IMO, any operation that attempts to produce a US-ASCII string containing 0x80 should either fail (like "\u{80}".encode("US-ASCII")) or promote to ASCII-8BIT (like "".encode("US-ASCII") << 128.chr). So I believe the middle two examples are incorrect.
        
           Updated by naruse (Yui NARUSE) almost 14 years ago
          Updated by naruse (Yui NARUSE) almost 14 years ago
          
          
        
        
      
      - Tracker changed from Bug to Feature
- Status changed from Rejected to Assigned
- Assignee set to naruse (Yui NARUSE)
IMO, any operation that attempts to produce a US-ASCII string containing 0x80 should either fail (like "\u{80}".encode("US-ASCII")) or
promote to ASCII-8BIT (like "".encode("US-ASCII") << 128.chr). So I believe the middle two examples are incorrect.
In other words,
"\u{80}".encode("US-ASCII") #=> Encoding::UndefinedConversionError
For exapmle \u00A3, Pound Sign, US-ASCII clearly doesn't include it.
So it must Encoding::UndefinedConversionError.
0x80.chr("US-ASCII") #=> "\x80" (US-ASCII encoding)
In Ruby, a string is an 8 bit byte string.
So US-ASCII, 7 bit string, lives as 8bit string in Ruby.
So there is 0x80 even if it is invalid string.
"".encode("US-ASCII") << 128 #=> "\x80" (US-ASCII encoding)
"".encode("US-ASCII") << 128.chr #=> "\x80" (ASCII-8BIT encoding)
Maybe both of them should be ASCII-8BIT.
        
           Updated by john_firebaugh (John Firebaugh) almost 14 years ago
          Updated by john_firebaugh (John Firebaugh) almost 14 years ago
          
          
        
        
      
      =begin
Maybe both of them should be ASCII-8BIT.
I would prefer not, as then String#<< with an Integer ((|i|)) can't be defined as (({self << i.chr(self.encoding)})).
I think it would make much more sense for (({"".encode("US-ASCII") << 128})) and (({128.chr("US-ASCII")})) both to raise RangeError.
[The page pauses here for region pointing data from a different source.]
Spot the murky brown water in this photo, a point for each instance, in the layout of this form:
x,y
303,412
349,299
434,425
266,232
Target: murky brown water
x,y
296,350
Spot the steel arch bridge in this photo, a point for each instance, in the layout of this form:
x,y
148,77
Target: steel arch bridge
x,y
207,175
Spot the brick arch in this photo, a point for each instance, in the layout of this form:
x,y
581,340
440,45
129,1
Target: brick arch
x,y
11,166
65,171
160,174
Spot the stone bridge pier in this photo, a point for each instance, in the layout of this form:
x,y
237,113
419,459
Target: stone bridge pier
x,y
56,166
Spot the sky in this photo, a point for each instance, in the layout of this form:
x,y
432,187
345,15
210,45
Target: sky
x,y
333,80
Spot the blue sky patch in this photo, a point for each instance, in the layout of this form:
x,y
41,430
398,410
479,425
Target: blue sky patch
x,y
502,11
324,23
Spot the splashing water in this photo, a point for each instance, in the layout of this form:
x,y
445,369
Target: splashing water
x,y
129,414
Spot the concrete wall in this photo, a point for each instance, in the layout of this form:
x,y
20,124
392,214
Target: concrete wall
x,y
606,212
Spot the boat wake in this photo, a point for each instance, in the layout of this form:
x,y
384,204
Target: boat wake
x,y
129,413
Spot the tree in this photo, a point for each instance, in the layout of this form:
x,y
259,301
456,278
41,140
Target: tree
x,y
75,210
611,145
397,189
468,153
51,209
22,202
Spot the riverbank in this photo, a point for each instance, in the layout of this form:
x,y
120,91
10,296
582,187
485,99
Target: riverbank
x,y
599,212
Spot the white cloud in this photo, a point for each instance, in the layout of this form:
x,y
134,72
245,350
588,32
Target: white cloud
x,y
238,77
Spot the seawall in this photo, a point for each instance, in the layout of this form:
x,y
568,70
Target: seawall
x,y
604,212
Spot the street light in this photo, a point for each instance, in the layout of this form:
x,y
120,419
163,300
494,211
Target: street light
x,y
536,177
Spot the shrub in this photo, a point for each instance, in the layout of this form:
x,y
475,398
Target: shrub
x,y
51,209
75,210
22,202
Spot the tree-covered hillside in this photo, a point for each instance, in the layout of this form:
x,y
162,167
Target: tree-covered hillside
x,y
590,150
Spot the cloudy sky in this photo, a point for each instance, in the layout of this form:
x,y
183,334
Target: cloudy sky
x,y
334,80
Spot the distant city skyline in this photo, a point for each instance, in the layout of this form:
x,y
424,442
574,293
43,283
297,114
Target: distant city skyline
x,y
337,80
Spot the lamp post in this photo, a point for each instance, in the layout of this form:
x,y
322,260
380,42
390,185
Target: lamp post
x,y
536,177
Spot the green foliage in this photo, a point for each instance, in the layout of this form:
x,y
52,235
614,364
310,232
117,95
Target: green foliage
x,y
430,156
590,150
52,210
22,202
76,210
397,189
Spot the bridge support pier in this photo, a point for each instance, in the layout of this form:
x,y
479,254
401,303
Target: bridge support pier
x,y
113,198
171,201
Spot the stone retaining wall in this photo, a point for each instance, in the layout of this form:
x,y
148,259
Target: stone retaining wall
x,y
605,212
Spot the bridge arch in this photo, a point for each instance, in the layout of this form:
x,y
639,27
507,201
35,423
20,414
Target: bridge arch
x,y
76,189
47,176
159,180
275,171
The current behavior is just weird:
a = "".encode("US-ASCII") << 128
b = 128.chr("US-ASCII")
a == b #=> true
a.valid_encoding? #=> true
b.valid_encoding? #=> false
=end
        
           Updated by naruse (Yui NARUSE) almost 14 years ago
          Updated by naruse (Yui NARUSE) almost 14 years ago
          
          
        
        
      
      - Tracker changed from Feature to Bug
        
           Updated by naruse (Yui NARUSE) almost 14 years ago
          Updated by naruse (Yui NARUSE) almost 14 years ago
          
          
        
        
      
      - Status changed from Assigned to Closed
- % Done changed from 0 to 100
This issue was solved with changeset r34236.
John, thank you for reporting this issue.
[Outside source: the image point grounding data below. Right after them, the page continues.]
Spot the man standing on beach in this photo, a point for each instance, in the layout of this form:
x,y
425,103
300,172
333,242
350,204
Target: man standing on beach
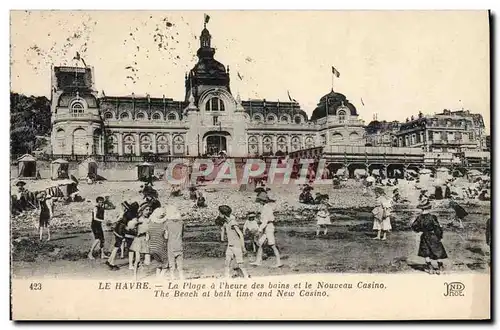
x,y
267,230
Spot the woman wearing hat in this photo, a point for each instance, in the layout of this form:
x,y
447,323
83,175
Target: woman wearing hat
x,y
46,213
323,216
251,229
381,213
430,246
266,228
158,240
130,212
235,241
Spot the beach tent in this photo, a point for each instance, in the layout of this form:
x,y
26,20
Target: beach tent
x,y
425,171
442,173
360,173
145,171
341,171
27,167
59,169
87,168
473,173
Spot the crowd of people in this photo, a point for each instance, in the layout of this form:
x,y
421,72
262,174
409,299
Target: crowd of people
x,y
148,231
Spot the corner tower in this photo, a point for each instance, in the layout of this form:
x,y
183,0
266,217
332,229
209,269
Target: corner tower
x,y
208,73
Your contribution to Ruby is greatly appreciated.
May Ruby be with you.
- 
numeric.c (rb_enc_uint_char): raise RangeError when added codepoint 
 is invalid. [Feature #5855] [Bug #5863] [Bug #5864]
- 
string.c (rb_str_concat): ditto. 
- 
string.c (rb_str_concat): set encoding as ASCII-8BIT when the string 
 is US-ASCII and the argument is an integer greater than 127.
- 
regenc.c (onigenc_mb2_code_to_mbclen): rearrange error code. 
- 
enc/euc_jp.c (code_to_mbclen): ditto. 
- 
enc/shift_jis.c (code_to_mbclen): ditto.